10/07/2025
The Original Owner of Inter County
INTER COUNTY MILK TRANSPORT
RON GUEST, OWNER, OPERATOR
SEES MANY CHANGES IN TRUCKING INDUSTRY
by Scott Webster
Enterprise News
January 13, 1982
Ron Guest has come a long way since the days when he drove a coal and ice truck in what used to be Port Credit for $20 per week. Of course, that was in 1929 when a ton of coal fetched about $14.50 and a 50-pound block of ice, cut right from the frozen surface of a nearby river, went for a quarter.
From his office at Inter County Milk Transport Ltd. last week, Mr. Guest recalled his early days as a young trucker. Just a short time before Christmas, the 70-year-old businessman was awarded a certificate by the American Truck Historical Association in recognition of his efforts over the years promoting the trucking industry. Just two years earlier, the Ontario Trucking Association cited Mr. Guest for his 50 years as a trucker by presenting him with a special recognition pin.
“I started driving a truck when I was 18-years-of-age in what is now Mississauga but was Port Credit at that time. I started driving for Victor Skinner Coal and Ice … and was making what was big money in those days.”
I went to a small dairy in Port Credit in 1932 and that's where I started in the dairy courier business and stayed there until 1946 when I came up here and started Inter County Milk with one truck. My wife did the books and I did the slugging.”
Nearly 36 years later, Mr. Guest and his wife of 40 years, Florence, are still in the business of transporting milk, but that's where any similarity to the company they founded in the post war euphoria ends.

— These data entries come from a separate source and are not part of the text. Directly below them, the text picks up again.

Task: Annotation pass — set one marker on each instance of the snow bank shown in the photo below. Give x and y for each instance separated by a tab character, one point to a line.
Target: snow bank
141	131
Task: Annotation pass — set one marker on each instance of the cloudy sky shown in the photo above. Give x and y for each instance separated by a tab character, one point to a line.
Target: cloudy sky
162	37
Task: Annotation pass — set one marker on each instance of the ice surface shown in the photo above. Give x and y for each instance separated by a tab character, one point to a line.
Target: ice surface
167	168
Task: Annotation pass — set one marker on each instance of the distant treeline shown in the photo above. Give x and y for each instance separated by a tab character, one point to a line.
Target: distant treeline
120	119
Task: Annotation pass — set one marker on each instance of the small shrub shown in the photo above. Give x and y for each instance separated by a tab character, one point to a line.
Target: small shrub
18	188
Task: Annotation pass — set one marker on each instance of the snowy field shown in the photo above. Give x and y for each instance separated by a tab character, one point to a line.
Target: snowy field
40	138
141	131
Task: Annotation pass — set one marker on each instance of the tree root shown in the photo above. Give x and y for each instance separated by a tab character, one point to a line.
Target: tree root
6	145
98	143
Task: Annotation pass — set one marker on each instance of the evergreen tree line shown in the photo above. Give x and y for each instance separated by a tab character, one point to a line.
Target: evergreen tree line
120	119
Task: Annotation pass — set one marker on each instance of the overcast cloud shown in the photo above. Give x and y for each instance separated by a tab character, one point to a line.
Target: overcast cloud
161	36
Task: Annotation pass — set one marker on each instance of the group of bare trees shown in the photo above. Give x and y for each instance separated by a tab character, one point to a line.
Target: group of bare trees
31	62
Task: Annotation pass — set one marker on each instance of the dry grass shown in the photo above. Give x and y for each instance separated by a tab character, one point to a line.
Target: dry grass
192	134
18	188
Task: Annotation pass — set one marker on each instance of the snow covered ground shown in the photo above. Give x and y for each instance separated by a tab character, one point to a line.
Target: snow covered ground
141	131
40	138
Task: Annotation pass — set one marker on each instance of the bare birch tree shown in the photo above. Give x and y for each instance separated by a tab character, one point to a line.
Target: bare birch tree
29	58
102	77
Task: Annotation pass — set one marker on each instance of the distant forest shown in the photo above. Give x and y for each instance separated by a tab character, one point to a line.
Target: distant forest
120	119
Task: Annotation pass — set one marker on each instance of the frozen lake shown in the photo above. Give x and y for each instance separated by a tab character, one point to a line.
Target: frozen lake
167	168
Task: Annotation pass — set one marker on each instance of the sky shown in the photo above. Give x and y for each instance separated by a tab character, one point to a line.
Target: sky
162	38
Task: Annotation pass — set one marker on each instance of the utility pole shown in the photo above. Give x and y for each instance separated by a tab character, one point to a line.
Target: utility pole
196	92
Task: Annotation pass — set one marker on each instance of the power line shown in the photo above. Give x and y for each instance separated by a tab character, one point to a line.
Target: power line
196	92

“That first day, on September 13, 1946, I had 26 cans, which would be 2,000 pounds of milk, which wasn't very much to tell you the truth. All I know is that the first year we ended up in the hole. In fact, there were hardly any black and white dairy cattle up in this part of the country then. Today we move around 200 million pounds of milk a year and we haul about ??? million dozen eggs a year. We also handle freight … most of which is All Treat Farm products.

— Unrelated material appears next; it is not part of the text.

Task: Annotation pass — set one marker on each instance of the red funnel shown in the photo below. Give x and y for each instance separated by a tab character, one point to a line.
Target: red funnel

Since it wasn't the proximity to the large dairy herds for which Arthur was chosen, Mr. Guest was asked what prompted him to decide upon this location. At that time, Hanover farmers were becoming increasingly involved in milk production, he explained. Arthur was chosen since it is located approximately midway between Hanover and Toronto, the “largest fluid milk market in Canada.” It was also decided that by locating in Arthur, Inter County Milk would be ideally situated to supply Dominion Dairies plants in Hamilton and London and also the Purity Dairy plant in Windsor.

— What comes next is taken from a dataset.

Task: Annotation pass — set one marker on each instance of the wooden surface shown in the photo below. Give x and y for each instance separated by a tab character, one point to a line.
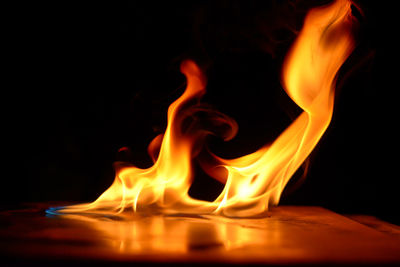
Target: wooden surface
290	236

As it happened, dairy farming gradually shifted eastward in the ensuing years and now plays a major role in the agricultural industry of this area as well.
Another major change is that the free market system has gone the way of the dinosaur and has been replaced with the Ontario Marketing Board which establishes milk prices. “The Ontario Marketing Board buys all the milk in Ontario and they sell it to different plants and they direct us where to take it. We've hauled milk for them right up to Thunder Bay. The dairy industry is in the best shape of any farm related industry. The marketing board is doing a good job,” said Mr. Guest.
“I wouldn't say it's any tougher (today). It's changed dramatically. Then it was all strictly free enterprise but now you've got special government marketing boards … they're farm oriented and farm directed.”
Although Inter County Milk has diversified over the years and now handles eggs and freight, its mainstay remains milk and milk products which Mr. Guest estimates comprises about 80% of his business. “We branched into eggs in '52 when the railways went on strike, but it was just as a service to local farmers to haul their eggs to Toronto … but it kept growing and growing until we decided to get into it full-time.”
Today, Inter County Milk has grown to a 27 man operation and has 38 pieces of equipment, including 22 power units, on the road most of the time. In all, its drivers call upon about 300 area dairy farmers every day to collect milk, which when brought back to the Arthur depot, is re-loaded into large tankers for shipment to the various processing plants.
Each tanker, some of which hold up to 46,500 gallons, is thoroughly washed down and put through a lengthy four-phase cleansing process to sanitize their cargo holds. As a further precaution, samples from each pickup are held for 15 days and then sent to a government testing lab in Guelph for analysis. Regulations also require that each driver be a government registered milk grader.
In addition to Inter County Milk, Mr. Guest is a part owner of Graymar Milk Transport of Markdale. He is a director of the Ontario Trucking Association (OTA) representing the agricultural division for western Ontario. As a trustee for the Ontario Trucking Education Foundation, sponsored by the OTA, he plays a role in the allocation of $70,000 in funds to students for higher education.